Rumors that Apple may soon be launching a smart watch are gaining weight as a new report says the company has formed a shell corporation to register “iWatch” trademarks covertly.
The report comes from the French website Consomac and states that the shell company, Brightflash USA LLC, is registered to a corporate services company in Delaware that has been linked to previous trademark registration attempts by Apple.
Brightflash has already requested iWatch trademarks in the United States, United Kingdom, the European Union, Denmark, and Australia. It has filed for a trademark in a number of smaller markets too, including Albania, Armenia, Bahrain, China, Cuba, India, Morocco, Serbia, Tunisia, among others, according to research from AppleInsider.
Both Brightflash and Apple use the same IP attorney in Ecuador, Alejandro Ponce Martinez of Quevedo & Ponce, which might suggest a link between the two companies. However, Apple has applied for iWatch trademarks under its own name too—in Japan, Taiwan, Russia, and Mexico.
According to Barrons, an analyst with Susquehanna Financial Group, Christopher Caso, said in a recent research note that Apple could begin production of the iWatch with two screen sizes in the fourth quarter of this year. Though the iWatch could replace the iPod touch, Caso said he isn’t expecting a material impact to earnings from iWatch.

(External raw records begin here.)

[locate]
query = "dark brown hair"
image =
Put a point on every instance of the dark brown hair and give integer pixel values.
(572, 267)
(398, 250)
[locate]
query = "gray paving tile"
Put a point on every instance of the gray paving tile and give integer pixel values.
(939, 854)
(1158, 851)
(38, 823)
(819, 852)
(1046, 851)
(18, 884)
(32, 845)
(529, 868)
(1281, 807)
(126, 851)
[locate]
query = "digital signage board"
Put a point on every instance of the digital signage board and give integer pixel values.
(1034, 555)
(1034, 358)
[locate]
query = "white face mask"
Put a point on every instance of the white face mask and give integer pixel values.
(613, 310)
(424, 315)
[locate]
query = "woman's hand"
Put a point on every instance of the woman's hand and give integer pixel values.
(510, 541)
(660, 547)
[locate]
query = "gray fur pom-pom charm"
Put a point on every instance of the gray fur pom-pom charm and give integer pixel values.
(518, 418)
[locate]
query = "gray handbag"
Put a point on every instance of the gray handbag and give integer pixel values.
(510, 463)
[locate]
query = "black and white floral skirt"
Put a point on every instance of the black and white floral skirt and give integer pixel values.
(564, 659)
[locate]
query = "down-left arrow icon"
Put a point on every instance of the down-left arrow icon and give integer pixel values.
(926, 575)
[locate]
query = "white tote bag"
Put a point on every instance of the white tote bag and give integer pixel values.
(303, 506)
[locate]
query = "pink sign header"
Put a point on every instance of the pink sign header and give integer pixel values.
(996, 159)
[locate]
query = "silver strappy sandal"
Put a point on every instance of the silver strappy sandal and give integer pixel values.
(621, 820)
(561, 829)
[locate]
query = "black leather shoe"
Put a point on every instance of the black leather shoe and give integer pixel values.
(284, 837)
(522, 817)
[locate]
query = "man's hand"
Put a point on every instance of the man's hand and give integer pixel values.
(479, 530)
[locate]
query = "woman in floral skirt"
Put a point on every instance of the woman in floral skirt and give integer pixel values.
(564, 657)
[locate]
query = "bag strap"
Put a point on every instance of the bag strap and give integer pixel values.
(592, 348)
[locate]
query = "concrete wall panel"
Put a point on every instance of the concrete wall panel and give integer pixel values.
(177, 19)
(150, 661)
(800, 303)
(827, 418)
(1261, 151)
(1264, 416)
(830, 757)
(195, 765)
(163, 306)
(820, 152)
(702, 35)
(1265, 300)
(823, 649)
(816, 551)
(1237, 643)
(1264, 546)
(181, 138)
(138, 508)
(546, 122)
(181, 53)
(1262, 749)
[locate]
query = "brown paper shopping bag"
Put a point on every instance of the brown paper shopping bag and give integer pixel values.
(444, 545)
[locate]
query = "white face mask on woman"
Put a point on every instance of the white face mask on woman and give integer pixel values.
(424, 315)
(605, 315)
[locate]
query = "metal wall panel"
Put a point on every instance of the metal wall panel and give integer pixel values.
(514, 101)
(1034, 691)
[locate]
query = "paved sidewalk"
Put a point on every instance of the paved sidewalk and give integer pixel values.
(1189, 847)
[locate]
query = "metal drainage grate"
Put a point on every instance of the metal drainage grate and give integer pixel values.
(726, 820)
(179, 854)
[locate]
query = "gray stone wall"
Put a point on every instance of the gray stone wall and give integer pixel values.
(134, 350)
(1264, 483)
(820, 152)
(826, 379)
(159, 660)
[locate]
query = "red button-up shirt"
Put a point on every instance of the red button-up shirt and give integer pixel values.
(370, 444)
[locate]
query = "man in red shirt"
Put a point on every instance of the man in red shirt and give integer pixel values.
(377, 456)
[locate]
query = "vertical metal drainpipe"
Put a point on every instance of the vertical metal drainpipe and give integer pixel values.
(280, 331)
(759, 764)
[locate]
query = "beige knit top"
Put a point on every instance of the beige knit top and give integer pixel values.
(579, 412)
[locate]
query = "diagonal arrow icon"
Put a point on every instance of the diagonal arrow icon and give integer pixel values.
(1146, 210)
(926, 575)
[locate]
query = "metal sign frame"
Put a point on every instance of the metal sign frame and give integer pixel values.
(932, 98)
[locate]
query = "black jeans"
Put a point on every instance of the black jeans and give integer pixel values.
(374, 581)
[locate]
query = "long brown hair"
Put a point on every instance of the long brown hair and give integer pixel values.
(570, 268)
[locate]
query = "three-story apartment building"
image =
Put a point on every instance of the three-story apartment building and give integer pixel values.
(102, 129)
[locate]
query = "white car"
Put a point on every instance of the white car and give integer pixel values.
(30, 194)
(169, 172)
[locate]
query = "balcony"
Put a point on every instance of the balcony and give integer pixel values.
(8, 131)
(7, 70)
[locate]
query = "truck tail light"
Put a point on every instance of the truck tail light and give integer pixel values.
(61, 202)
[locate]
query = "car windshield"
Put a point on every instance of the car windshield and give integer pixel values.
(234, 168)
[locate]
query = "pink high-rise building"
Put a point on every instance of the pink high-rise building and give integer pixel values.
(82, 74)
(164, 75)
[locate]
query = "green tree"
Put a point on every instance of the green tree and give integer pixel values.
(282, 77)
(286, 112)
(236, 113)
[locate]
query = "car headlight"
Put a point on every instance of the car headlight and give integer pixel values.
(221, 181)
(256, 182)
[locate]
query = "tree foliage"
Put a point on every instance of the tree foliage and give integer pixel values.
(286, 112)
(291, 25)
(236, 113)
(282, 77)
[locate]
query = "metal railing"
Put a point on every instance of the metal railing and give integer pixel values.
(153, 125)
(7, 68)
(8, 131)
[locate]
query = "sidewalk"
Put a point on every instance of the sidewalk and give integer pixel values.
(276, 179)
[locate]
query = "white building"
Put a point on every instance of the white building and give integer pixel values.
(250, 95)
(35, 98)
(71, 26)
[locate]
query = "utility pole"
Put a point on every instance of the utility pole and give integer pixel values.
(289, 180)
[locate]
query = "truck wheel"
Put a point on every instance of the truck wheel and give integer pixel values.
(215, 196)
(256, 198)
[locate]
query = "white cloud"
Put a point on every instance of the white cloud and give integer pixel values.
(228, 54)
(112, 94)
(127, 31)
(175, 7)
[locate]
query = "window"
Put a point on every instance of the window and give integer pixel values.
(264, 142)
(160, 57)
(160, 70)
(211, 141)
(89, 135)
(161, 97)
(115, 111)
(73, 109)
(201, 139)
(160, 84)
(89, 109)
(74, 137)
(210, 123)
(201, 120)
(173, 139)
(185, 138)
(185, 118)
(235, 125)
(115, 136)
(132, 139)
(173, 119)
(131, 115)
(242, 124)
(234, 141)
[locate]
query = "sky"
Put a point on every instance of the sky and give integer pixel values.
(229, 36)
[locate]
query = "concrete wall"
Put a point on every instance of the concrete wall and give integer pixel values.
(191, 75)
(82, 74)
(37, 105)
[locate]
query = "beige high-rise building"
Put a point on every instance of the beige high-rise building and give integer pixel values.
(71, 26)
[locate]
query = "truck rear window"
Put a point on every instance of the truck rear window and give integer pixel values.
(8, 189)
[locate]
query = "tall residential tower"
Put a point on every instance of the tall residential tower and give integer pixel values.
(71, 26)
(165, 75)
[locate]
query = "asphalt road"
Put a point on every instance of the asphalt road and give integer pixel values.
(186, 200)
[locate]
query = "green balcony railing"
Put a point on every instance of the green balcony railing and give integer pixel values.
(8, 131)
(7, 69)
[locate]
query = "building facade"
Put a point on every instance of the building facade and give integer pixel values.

He said that Apple is not likely to release a new iPod version in 2014, though it may not stop producing iPod touch devices right away.
Earlier this year, Apple CEO Tim Cook confirmed that the iPod is a declining business for the company, with sales dropping below $5 million in 2013.
If Apple is rushing to trademark “iWatch,” then perhaps the company will be ready to launch the product late this year. Though exact features remain unknown, it is believed the device will feature health sensors and integrate with an iOS 8 logging app called Healthbook.
If Apple is doing it, how many other big brands are registering trademarks through third parties?